MarcAllan has asked for the wisdom of the Perl Monks concerning the following question:

Monks I have a regex question I would like to ask, probably a simple answer for you gurus out there. I have an hash value returned which can be one of two strings.

Value A CDATA[Starting SITUATION1 <311446961,2559575967> for K01.K01CSYSTE5. and Value B CDATA[Starting Enterprise situation SITUATION1 <311439572,1066403668> +for K01.K01CSYSTE5.

Now, I need to match certain parts of the string and pass them off as parameters, so for example, if value A is returned, I need to match the following values from the pattern below

CDATA[Starting SITUATION1 <311446961,2559575967> for K01.K01CSYSTE5. Starting (Param 1) SITUATION1 (Param 2) K01.K01CSYSTE5 (Param 3)

So I coded the following which works for value A

if ($elementHash->{MSGTEXT} =~ /CDATA\[(\S+)\s+(\S+)\s+.+(on|for)\s+(\ +S+)\./) { $status = $1 (Which as the value "Starting") $sitname = $2 (Which as the value "SITUATION1") $type = $4 (Which as the value "K01.K01CSYSTE5") }

But I need to alter the regex pattern so I would also match param $1, $2 and $4 for value B

CDATA[Starting Enterprise situation SITUATION1 <311439572,1066403668> for K01.K01CSYSTE5.

Notice the extra bit of text "Enterprise situation" being return in value B.

So what I need is a universal pattern which will match

Starting as $1 SITUATION1 as $2 K01.K01CSYSTE5 as $4

for the possibility of either VALUE A or VALUE B string being returned Hope this makes sense

Replies are listed 'Best First'.
Re: RegEx pattern
by cdarke (Prior) on Aug 30, 2011 at 09:00 UTC
    Why not just make the 'Enterprise situation' text optional?
    if ($elementHash->{MSGTEXT} =~ /CDATA\[(\S+)\s+(?:Enterprise situation +\s+)?(\S+)\s+.+(on|for)\s+(\S+)\./)
    Notice that the group (?:Enterprise situation\s+) is a non-capturing parentheses group, which means that $1,$2,$4 are unaffected by the new group. You might also do the same with (?:on|for) which would mean that $4 becomes $3. This avoids the overhead of capturing text you don't need and, more importantly, means you can concentrate on the groups you are actually interested in.

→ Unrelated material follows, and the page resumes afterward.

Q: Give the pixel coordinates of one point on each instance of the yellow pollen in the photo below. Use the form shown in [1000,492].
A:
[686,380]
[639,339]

      Exactly what I needed, thank you

Re: RegEx pattern
by duyet (Friar) on Aug 30, 2011 at 08:00 UTC
    You can also write a small program to do the job:
    my $elementHash = { MSGTEXT1 => 'CDATA[Starting SITUATION1 <311446961, +2559575967> for K01.K01CSYSTE5', MSGTEXT2 => 'CDATA[Starting Enterprise situation S +ITUATION1 <311439572,1066403668> for K01.K01CSYSTE5.', }; foreach my $key ( keys %{ $elementHash } ) { my @tmp = parse_str( $elementHash->{$key} ); print Dumper( \@tmp ); } exit; sub parse_str { my $str = shift; my @items = split ' ', $str; my @tmp = split '\[', $items[0]; my $size = $#items; my $param2 = ( $size > 4 ) ? $items[3] : $items[1]; ( $tmp[1], $param2, $items[ $size ] ); }
    Dumped data:
    $VAR1 = [ 'Starting', 'SITUATION1', 'K01.K01CSYSTE5' ]; $VAR1 = [ 'Starting', 'SITUATION1', 'K01.K01CSYSTE5.' ];